Yellow believes it may well achieve these cost savings without layoffs however it needs the Teamsters to purchase into the deal. Again, with no deal the corporate is toast. Don’t take the corporate’s word for it; the market is saying as much. Amid the impasse (Yellow just sued the Teamsters to pressure them to the table), shares trade at what’s referred to as distressed levels — 86 cents and possibly heading lower.
Yellow has almost gone out of business several times over time, most recently throughout the COVID lockdowns when it received a bailout from the Trump administration to remain afloat. Some people imagine it’s just crying wolf to force the union to offer back stuff like wage increases it extracted during previous dustups.

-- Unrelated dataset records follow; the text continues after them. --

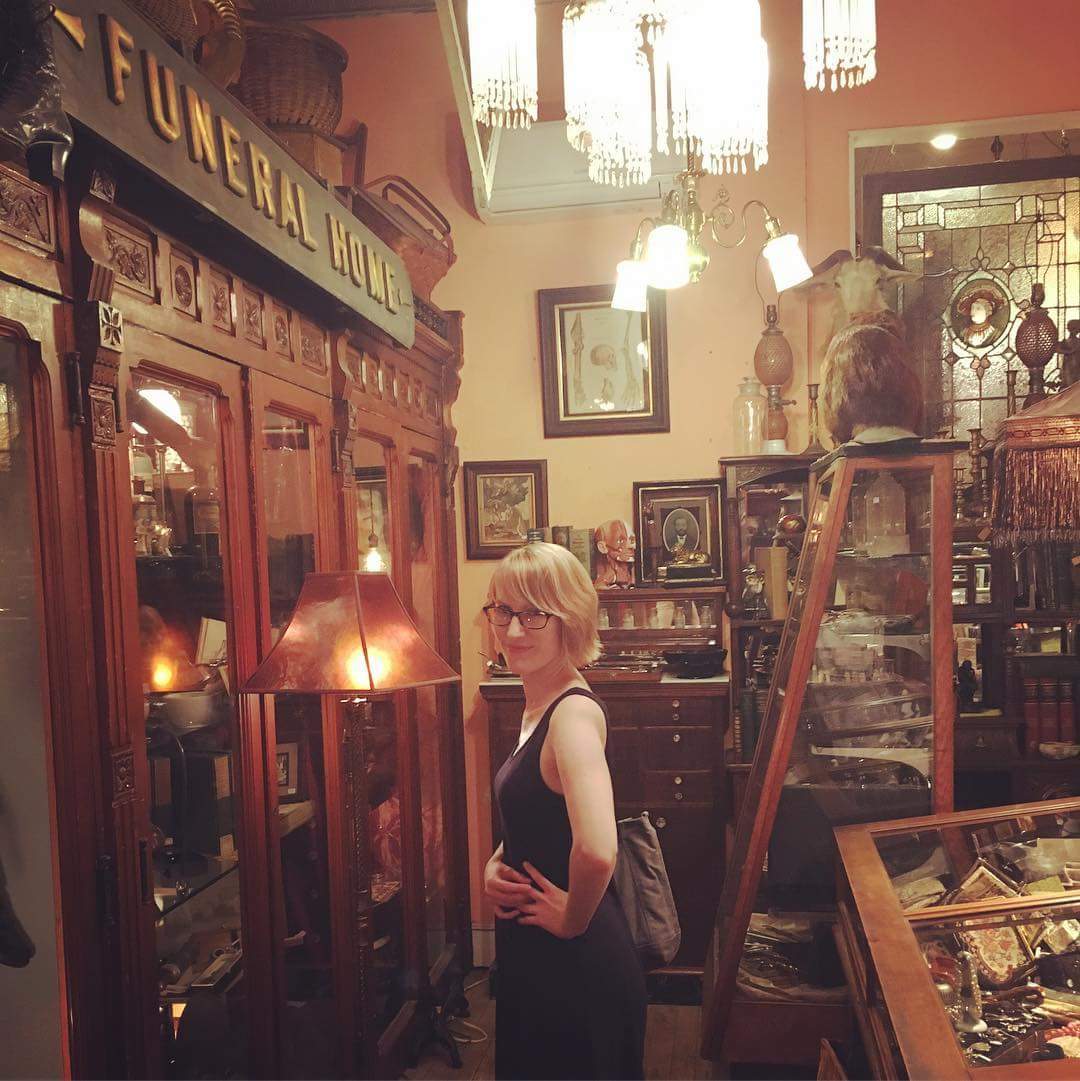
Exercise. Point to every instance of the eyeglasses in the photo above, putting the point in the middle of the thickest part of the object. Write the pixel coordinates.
(500, 615)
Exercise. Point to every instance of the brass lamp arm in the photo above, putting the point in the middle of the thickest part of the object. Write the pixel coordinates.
(722, 215)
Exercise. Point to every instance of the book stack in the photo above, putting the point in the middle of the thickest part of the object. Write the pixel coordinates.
(209, 822)
(1049, 708)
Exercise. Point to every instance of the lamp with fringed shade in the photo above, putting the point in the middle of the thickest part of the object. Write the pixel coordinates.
(349, 635)
(1037, 472)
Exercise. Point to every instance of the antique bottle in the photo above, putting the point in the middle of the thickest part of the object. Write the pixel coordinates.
(202, 510)
(749, 417)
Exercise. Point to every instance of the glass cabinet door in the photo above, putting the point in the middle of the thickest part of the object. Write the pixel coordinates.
(31, 1024)
(310, 1041)
(185, 627)
(430, 723)
(378, 789)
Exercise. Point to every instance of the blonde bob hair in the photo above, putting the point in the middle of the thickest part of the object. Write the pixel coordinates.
(550, 578)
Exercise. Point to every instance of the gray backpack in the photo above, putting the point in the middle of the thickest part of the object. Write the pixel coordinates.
(644, 893)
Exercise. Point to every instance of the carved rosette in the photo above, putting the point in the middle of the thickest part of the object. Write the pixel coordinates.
(101, 339)
(123, 775)
(26, 211)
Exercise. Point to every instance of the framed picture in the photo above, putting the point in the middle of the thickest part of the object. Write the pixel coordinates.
(604, 372)
(678, 528)
(503, 501)
(287, 757)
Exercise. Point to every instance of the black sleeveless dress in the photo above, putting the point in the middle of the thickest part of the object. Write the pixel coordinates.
(565, 1008)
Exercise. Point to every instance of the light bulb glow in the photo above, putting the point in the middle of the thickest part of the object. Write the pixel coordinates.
(786, 262)
(162, 674)
(356, 668)
(667, 256)
(631, 285)
(503, 62)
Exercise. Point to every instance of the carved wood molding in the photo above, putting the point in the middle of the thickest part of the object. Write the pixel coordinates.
(123, 775)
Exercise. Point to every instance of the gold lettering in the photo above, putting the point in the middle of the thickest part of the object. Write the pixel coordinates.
(230, 155)
(338, 245)
(167, 127)
(287, 205)
(392, 293)
(376, 287)
(200, 131)
(306, 239)
(262, 181)
(118, 43)
(356, 259)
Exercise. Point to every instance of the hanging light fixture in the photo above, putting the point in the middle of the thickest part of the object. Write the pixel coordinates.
(839, 40)
(675, 251)
(503, 62)
(712, 107)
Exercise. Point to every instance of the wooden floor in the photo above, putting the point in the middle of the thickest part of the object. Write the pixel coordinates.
(670, 1042)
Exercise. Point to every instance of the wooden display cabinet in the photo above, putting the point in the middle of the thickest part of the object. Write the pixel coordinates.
(278, 883)
(952, 930)
(857, 728)
(758, 492)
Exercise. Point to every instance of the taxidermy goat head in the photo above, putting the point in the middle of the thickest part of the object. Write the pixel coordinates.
(857, 283)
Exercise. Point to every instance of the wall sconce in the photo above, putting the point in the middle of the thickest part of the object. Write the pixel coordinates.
(675, 254)
(349, 635)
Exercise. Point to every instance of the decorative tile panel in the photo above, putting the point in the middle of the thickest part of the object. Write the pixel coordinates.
(281, 331)
(26, 211)
(182, 281)
(312, 347)
(221, 301)
(131, 256)
(251, 308)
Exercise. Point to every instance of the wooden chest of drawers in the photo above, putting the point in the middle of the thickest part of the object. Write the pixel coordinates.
(665, 745)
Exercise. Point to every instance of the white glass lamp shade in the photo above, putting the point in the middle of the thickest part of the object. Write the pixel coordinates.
(786, 262)
(667, 256)
(631, 284)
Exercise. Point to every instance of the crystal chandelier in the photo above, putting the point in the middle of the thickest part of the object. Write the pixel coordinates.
(715, 108)
(503, 62)
(838, 37)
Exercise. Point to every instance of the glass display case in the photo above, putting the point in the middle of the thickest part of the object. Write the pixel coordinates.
(765, 503)
(858, 721)
(960, 936)
(643, 624)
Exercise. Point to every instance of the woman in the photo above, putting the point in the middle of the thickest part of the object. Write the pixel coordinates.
(571, 1000)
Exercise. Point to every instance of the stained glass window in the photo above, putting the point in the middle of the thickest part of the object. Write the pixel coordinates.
(977, 250)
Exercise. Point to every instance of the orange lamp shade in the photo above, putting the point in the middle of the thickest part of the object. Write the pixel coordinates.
(349, 635)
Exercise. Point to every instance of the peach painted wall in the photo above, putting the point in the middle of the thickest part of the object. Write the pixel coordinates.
(932, 67)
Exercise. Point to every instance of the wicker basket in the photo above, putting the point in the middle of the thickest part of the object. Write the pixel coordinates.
(292, 75)
(311, 9)
(173, 18)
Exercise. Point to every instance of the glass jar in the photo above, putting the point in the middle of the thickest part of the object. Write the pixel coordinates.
(749, 417)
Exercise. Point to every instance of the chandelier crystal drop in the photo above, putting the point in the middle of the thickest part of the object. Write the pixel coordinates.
(503, 62)
(839, 40)
(647, 72)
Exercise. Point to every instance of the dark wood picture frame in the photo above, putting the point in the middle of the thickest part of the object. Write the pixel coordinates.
(472, 475)
(654, 503)
(555, 369)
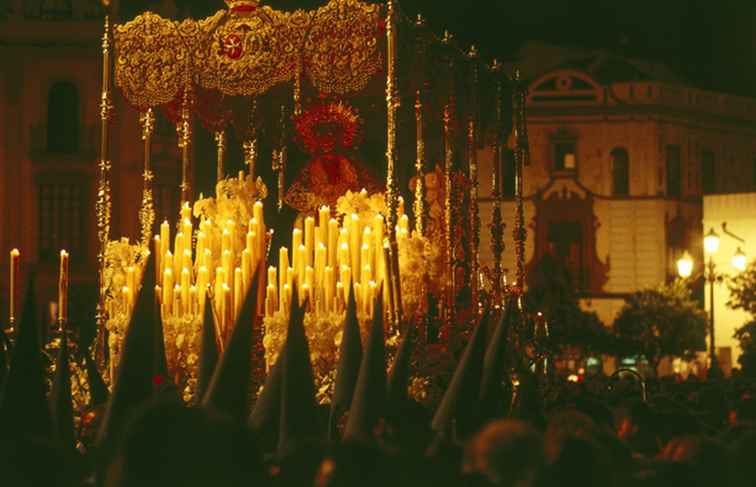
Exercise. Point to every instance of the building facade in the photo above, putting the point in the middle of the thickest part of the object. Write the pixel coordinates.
(620, 164)
(50, 92)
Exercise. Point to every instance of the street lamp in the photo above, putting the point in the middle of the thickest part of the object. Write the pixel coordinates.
(685, 265)
(739, 260)
(685, 270)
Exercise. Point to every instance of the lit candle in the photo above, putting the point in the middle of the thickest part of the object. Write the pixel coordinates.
(226, 263)
(15, 257)
(201, 243)
(185, 284)
(228, 308)
(203, 279)
(252, 248)
(378, 247)
(158, 258)
(301, 264)
(346, 280)
(238, 295)
(404, 223)
(296, 241)
(340, 292)
(165, 239)
(286, 297)
(187, 262)
(354, 243)
(324, 215)
(272, 298)
(246, 270)
(372, 293)
(257, 213)
(283, 266)
(178, 250)
(333, 237)
(63, 288)
(330, 285)
(193, 301)
(320, 263)
(272, 273)
(167, 292)
(309, 240)
(126, 294)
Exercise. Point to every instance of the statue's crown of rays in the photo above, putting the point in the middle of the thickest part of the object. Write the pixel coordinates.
(242, 4)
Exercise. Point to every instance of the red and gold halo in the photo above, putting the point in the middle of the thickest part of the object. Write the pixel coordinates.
(242, 5)
(329, 128)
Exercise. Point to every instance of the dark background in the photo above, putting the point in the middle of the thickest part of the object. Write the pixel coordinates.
(711, 43)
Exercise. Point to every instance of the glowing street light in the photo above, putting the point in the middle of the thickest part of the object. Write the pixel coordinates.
(685, 266)
(711, 242)
(739, 260)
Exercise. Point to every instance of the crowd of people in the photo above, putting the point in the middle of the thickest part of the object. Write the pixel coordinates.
(487, 430)
(595, 433)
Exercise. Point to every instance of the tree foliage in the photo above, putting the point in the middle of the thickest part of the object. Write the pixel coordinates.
(746, 335)
(661, 322)
(743, 290)
(743, 296)
(551, 291)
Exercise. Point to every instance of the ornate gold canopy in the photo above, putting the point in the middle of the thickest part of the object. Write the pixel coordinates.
(248, 49)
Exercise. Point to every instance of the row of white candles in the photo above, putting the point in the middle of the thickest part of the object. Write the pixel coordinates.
(183, 276)
(63, 282)
(324, 260)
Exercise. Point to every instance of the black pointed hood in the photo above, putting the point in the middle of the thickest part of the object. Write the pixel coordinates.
(136, 375)
(400, 372)
(369, 401)
(265, 418)
(348, 369)
(299, 418)
(61, 402)
(228, 388)
(492, 402)
(208, 350)
(462, 394)
(23, 406)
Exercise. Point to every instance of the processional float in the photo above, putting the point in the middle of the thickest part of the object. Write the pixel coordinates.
(312, 82)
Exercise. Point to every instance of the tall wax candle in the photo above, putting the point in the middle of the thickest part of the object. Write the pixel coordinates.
(309, 240)
(15, 257)
(283, 267)
(63, 288)
(333, 237)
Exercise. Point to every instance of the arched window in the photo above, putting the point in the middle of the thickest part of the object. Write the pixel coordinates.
(63, 118)
(620, 172)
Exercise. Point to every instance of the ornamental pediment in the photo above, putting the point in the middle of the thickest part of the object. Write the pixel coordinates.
(562, 86)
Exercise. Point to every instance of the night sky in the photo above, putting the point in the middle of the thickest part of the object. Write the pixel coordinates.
(710, 43)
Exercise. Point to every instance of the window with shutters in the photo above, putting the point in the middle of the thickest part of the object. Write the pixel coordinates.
(61, 220)
(620, 172)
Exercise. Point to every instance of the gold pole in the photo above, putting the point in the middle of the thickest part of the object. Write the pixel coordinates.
(280, 158)
(147, 212)
(185, 140)
(104, 203)
(392, 186)
(419, 163)
(250, 145)
(497, 224)
(449, 215)
(220, 144)
(521, 157)
(472, 158)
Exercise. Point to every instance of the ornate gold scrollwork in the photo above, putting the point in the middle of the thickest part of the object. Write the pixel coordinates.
(248, 55)
(341, 52)
(150, 55)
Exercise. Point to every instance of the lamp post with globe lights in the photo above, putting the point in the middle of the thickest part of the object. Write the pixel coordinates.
(685, 267)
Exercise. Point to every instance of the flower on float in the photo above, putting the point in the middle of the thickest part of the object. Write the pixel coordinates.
(365, 205)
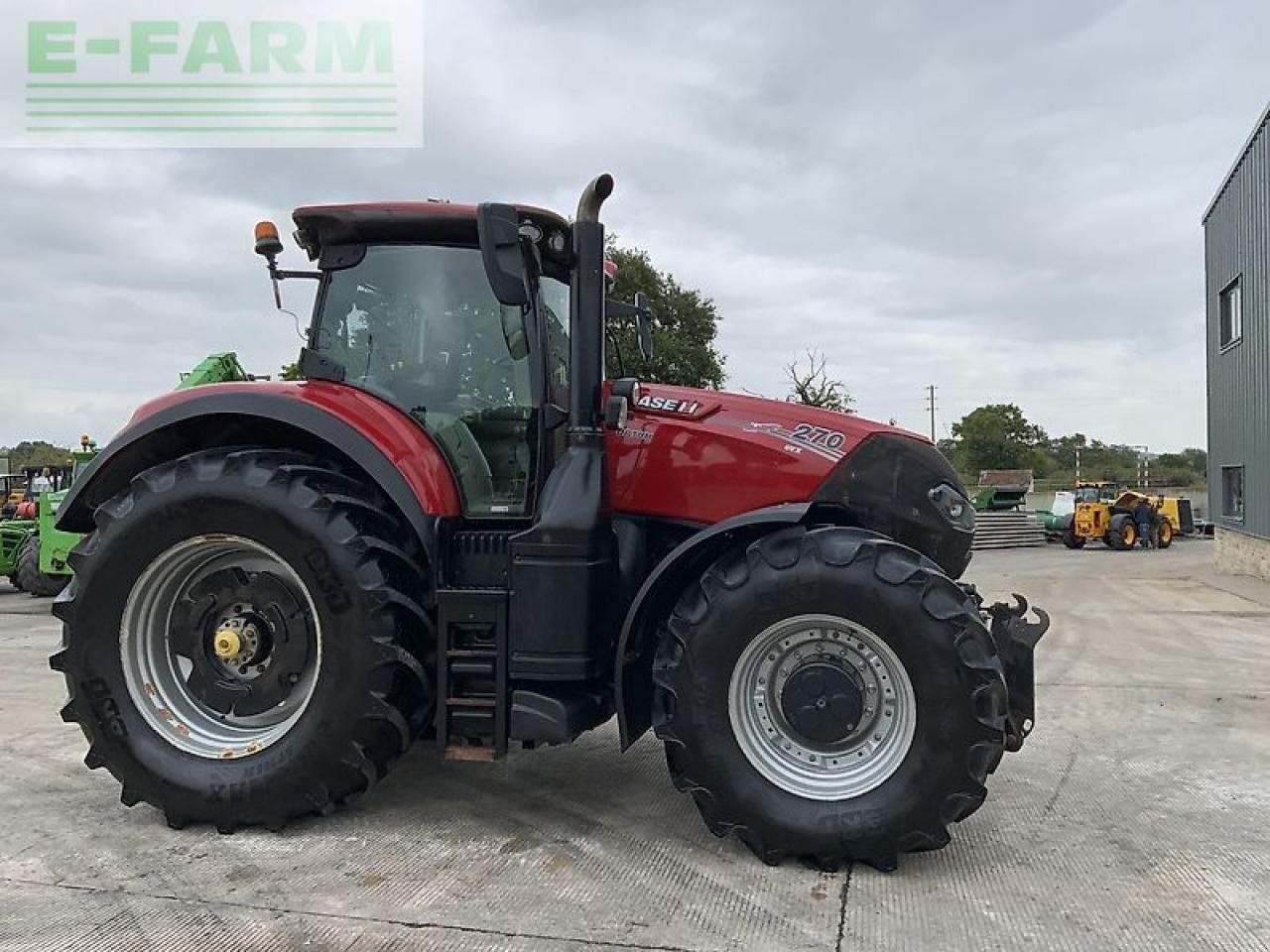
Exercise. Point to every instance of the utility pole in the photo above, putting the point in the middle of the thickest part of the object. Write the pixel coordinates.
(930, 393)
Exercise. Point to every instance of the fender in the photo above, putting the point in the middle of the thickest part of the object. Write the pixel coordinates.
(358, 428)
(633, 670)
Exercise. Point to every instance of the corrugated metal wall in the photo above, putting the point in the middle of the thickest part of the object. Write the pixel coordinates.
(1237, 245)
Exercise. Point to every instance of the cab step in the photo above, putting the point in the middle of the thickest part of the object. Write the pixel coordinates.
(471, 674)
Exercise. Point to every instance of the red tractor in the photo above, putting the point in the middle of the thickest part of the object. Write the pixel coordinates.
(454, 527)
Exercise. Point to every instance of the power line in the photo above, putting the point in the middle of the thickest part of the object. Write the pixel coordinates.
(930, 398)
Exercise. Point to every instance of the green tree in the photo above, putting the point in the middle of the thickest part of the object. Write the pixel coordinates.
(998, 436)
(685, 326)
(813, 386)
(36, 453)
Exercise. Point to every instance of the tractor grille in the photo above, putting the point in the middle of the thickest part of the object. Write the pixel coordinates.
(477, 558)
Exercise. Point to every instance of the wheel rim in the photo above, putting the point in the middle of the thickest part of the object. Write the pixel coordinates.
(857, 743)
(221, 647)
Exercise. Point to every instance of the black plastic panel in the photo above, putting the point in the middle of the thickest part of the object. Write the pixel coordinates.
(885, 485)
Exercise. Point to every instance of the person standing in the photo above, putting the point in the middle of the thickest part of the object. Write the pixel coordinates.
(1144, 516)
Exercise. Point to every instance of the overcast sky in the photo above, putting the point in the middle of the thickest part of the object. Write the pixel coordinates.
(998, 198)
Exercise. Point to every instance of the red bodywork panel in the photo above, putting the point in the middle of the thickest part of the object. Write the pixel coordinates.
(697, 456)
(703, 456)
(395, 434)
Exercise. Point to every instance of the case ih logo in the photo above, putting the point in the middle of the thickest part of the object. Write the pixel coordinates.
(668, 405)
(213, 72)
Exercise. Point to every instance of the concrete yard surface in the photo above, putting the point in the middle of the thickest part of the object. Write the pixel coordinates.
(1137, 817)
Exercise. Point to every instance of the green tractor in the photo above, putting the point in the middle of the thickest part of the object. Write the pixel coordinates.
(33, 552)
(40, 560)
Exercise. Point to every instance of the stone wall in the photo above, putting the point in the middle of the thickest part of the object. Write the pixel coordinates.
(1239, 553)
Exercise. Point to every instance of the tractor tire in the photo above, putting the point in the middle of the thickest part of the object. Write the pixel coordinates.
(243, 643)
(867, 613)
(31, 579)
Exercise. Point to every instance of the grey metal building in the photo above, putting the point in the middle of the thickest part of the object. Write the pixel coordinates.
(1237, 291)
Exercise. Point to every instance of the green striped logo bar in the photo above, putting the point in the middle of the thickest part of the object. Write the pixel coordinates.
(213, 73)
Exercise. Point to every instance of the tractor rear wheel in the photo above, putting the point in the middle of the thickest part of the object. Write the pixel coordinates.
(829, 694)
(243, 642)
(31, 579)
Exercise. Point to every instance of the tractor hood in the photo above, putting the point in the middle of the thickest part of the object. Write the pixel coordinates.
(703, 456)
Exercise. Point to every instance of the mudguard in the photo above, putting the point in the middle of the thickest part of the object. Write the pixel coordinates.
(354, 426)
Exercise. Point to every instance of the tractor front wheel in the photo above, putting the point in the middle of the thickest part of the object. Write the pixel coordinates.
(243, 642)
(28, 575)
(829, 694)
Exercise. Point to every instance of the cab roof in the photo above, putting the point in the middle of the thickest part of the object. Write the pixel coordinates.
(368, 222)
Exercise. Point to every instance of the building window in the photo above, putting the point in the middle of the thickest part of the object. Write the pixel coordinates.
(1232, 492)
(1230, 304)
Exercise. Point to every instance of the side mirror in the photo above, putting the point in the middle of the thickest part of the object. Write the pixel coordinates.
(616, 412)
(499, 232)
(644, 325)
(617, 309)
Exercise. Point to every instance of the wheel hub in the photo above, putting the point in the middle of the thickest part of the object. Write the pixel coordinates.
(822, 702)
(220, 645)
(241, 643)
(822, 707)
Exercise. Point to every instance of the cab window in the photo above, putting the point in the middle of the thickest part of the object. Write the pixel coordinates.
(420, 326)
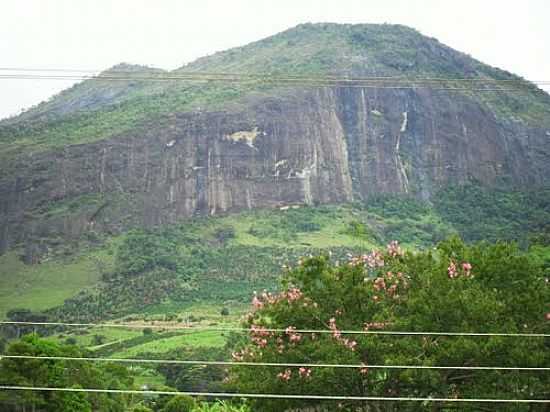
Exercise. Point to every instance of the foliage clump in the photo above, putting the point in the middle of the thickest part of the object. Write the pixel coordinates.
(455, 288)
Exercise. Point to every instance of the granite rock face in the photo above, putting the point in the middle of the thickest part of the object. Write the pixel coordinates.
(315, 146)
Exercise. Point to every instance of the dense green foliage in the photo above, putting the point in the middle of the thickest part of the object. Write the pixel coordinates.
(63, 374)
(479, 213)
(131, 106)
(435, 291)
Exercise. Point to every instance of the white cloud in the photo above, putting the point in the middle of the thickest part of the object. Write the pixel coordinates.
(97, 34)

Yellow employs more unionized truckers than any company apart from UPS, a key voting demo for Democrats. Getty Images
Proxy war
However the numbers suggest the corporate’s bankruptcy fears are real. Meanwhile, evidence is growing that O’Brien is using Yellow as a proxy in his war with a much bigger, more lucrative foe, UPS. If he can prove to UPS he’s willing to play hardball with Yellow — even killing the corporate — UPS might cave and conform to union demands on salary and more, industry observers say. A piece stoppage won’t put UPS out of business, but the specter of an extended strike from a proven, determined enemy will surely be bad for business given the uncertain economy.
Stay On the Money
Essential weekly read to fuel business lunches.
The people at Yellow also imagine Sleepy Joe & Co. are partners in O’Brien’s plan. Consider: In consequence of the Trump bailout, the Biden Treasury now holds about 30% of the corporate’s stock and it’s owed tons of of hundreds of thousands in debt. Yellow employs more unionized truckers than any company apart from UPS, a key voting demo for Democrats.
Logically, it is smart for Sleepy Joe and his peeps to inform the Teamsters they should cut some deal. But after making some half-ass efforts at facilitating a truce, Yellow says it’s been radio silence from the White House on this matter.
It’s easy to see how the political types around Sleepy Joe are in cahoots with the Teamsters because they each have greater union business to do by crushing the much larger foe in UPS.
It’s all very cynical if true — Yellow isn’t exactly small-fry. If it imploded, 30,000 jobs, 22,000 of that are unionized, would evaporate. These are good, blue-collar jobs, paying $39.95 an hour in salary and advantages, the corporate tells me.
If that does occur, you’ll be able to chalk it as much as Bidenomics — the one which Sleepy Joe won’t fess as much as while stumbling through one in all his half-coherent teleprompter-read speeches touting an economy that continues to strangle middle America.
Reps for the Teamsters and the Treasury didn’t return calls for comment.